Wednesday, 15 October 2008

ABC Wednesday: M for memorial

It's ABC Wednesday again, and M is for memorial. To the ignorant, these are impressive miniature churches, some of which are dedicated to a saint. Others simply stand in front of a house or on the road looking slightly out of place. Most are adorned with flowers. The one in the photo is located on a road I use four times a day (on the school run), and it always has fresh flowers surrounding it.

If you could read the inscriptions, you would realise that they were built as a memorial for someone who passed away - in a road accident on the very spot the memorial is situated. By looking around, you will also realise that there are usually more than one memorial found in the same area (there are a few other memorials on this road too). I hate seeing these distracting edifices on the roadsides. They remind meof another M word: misery.

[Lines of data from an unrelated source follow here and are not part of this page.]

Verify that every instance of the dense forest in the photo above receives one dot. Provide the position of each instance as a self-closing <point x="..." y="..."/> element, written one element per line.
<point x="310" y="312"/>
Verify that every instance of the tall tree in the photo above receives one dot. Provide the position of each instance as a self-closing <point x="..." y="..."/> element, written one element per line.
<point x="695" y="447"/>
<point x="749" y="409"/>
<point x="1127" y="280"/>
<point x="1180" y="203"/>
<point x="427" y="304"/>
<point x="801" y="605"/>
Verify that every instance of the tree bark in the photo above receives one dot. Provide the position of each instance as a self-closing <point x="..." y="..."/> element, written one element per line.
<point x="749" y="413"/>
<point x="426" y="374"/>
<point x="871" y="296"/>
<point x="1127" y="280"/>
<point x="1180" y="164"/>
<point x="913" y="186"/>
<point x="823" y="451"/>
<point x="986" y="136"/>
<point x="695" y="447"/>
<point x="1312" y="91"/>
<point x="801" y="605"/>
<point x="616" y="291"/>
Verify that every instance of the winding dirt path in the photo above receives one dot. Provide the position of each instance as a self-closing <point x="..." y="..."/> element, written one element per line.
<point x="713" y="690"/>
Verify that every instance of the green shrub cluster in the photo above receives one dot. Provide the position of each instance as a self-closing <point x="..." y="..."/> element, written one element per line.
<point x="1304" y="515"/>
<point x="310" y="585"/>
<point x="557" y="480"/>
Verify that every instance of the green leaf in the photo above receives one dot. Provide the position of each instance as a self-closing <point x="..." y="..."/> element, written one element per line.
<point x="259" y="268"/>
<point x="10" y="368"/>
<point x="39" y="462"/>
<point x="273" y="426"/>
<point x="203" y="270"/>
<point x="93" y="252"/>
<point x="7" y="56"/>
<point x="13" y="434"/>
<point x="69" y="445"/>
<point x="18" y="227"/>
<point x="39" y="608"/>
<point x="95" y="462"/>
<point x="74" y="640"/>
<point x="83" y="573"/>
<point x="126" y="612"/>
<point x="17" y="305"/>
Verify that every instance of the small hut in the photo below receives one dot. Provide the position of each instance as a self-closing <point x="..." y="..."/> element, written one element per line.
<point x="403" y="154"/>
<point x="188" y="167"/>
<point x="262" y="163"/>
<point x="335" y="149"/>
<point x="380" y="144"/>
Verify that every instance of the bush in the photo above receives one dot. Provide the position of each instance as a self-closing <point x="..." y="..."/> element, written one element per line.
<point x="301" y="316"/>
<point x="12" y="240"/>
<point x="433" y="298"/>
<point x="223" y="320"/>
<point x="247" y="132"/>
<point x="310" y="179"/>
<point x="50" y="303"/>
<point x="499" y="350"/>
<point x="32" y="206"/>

  1. θα μπορούσαν αυτά τα εκκλησάκια να είναι κοσμήματα στους δρόμους. σημαδεύουν όμως τόσο λυπηρά γεγονότα

  2. I have seen lots of those both on Crete and on Rodos - they are both touching and fascinating.

    PS They grew mostly grass for some sheep and cattle - and of course potatoes.

  3. I have not seen anything similar here only flowers at the roadside.

    We would use the boat two or three times a week - depending on the weather. You can see from the pics that she was hard used.

  4. Ah the memorials, It is hard to say what I feel about them, yes of course, sorrow for the people who have lost someone. It seems strange to see cars parked on the most dangerous bends just to place flowers.
    But they have always been part of the landscape as far back as I can remember.


  5. This is very interesting, to see the Greek version of the memorials. And I know how you feel; it IS depressing to see them every day and be reminded of the misery.
    Sometimes unofficial memorials spring up at the site of a traffic accident or terrorist action in Israel. The officials dare not remove them.

  6. Hello Med.Kiwi

    You beat me to it!!! :-)

    I wanted to take pictures from a road in my area back home which is full of memorials like this and you can somehow see the evolution of their architecture. There are some very old ones which are just made of metal and some new ones like the one you show in this post. However, i did not have the time to travel there last time i was there.

    They are numerous in that road...Last count i gave them (around 1998 i think), they were about 52 (those that i could see because some of them -the really old ones- get knocked out of the road). That is 52 memorials in a 4-6km stretch of winding uphill road.

    Since our road's network is not ideal in Greece i would suggest that someone lets the tourists know what is it that these memorials represent through some leaflets or ad spots or youtube videos...whatever. So they can keep an eye and reduce speed when they see a high concentration of memorials. Treat them like your informed passenger seat local :-)

  7. I've often seen shrines to the Madonna on the roadside as well. And in all sorts of places.

    Good M.

  8. After some cold rainy days in Madrid, looks like the sunny weather as returned... :-)

    Great ABC Wednesday shot!!!

  9. Thanks for your hilarious comment. Here's an answer:
    Wait Kiwi, wait! Women are not forbidden in the Shuk Arba Haminim!
    I may have worded it a bit ambiguously. . . so, as you say, "it sounds like. . ."
    Picking out the best four species to buy is men's work. Anyway, the women were probably all at home cooking the first meal to be eaten in the sukkah Monday night.

    You have me LOL LOL comparing it to Mt. Athos. How I would love to ascend holy Mt. Athos! Hey, you give me an idea. Do you think I could do the Barbara Streisand "Yentl" thing and sneak in?

    What is pergamon fruit??
    Yeah, I should post about the required fruit: it is a citron, known in Hebrew by its Aramaic name, etrog. They have a nice smell, yes.
    After their ten days of ritual use they can be used as regular fruit.
    I have never seen the inside of one. But there are recipes for etrog jam and schnapps here:
    For a history of etrog growing and trading, including the Greek connection, see

  10. Thanks, Maria. You always bring real feelings to your discussions. Through your blogs I see the Kpth I know and love, with all its contradictions.

  11. Such an interesting cultural aspect. Makes me wish we would all pay more attention to each other while we are living. Memorials are nice, but the dead no nothing of the memorial. How much better to have shown more appreciation while they ere alive.

  12. We also see simple crosses or flowers on our roadsides in the US. I too have mixed feelings about them, since they do not benefit the person who was killed there. They also seem to be a distraction in what was obviously a dangerous area anyway.

  13. I guess I should not complain about the simple crosses and plastic flowers used for the same purpose here. I always think they are a bit Morbid. I would prefer to have better memories of someone. But these are quite ostentacious!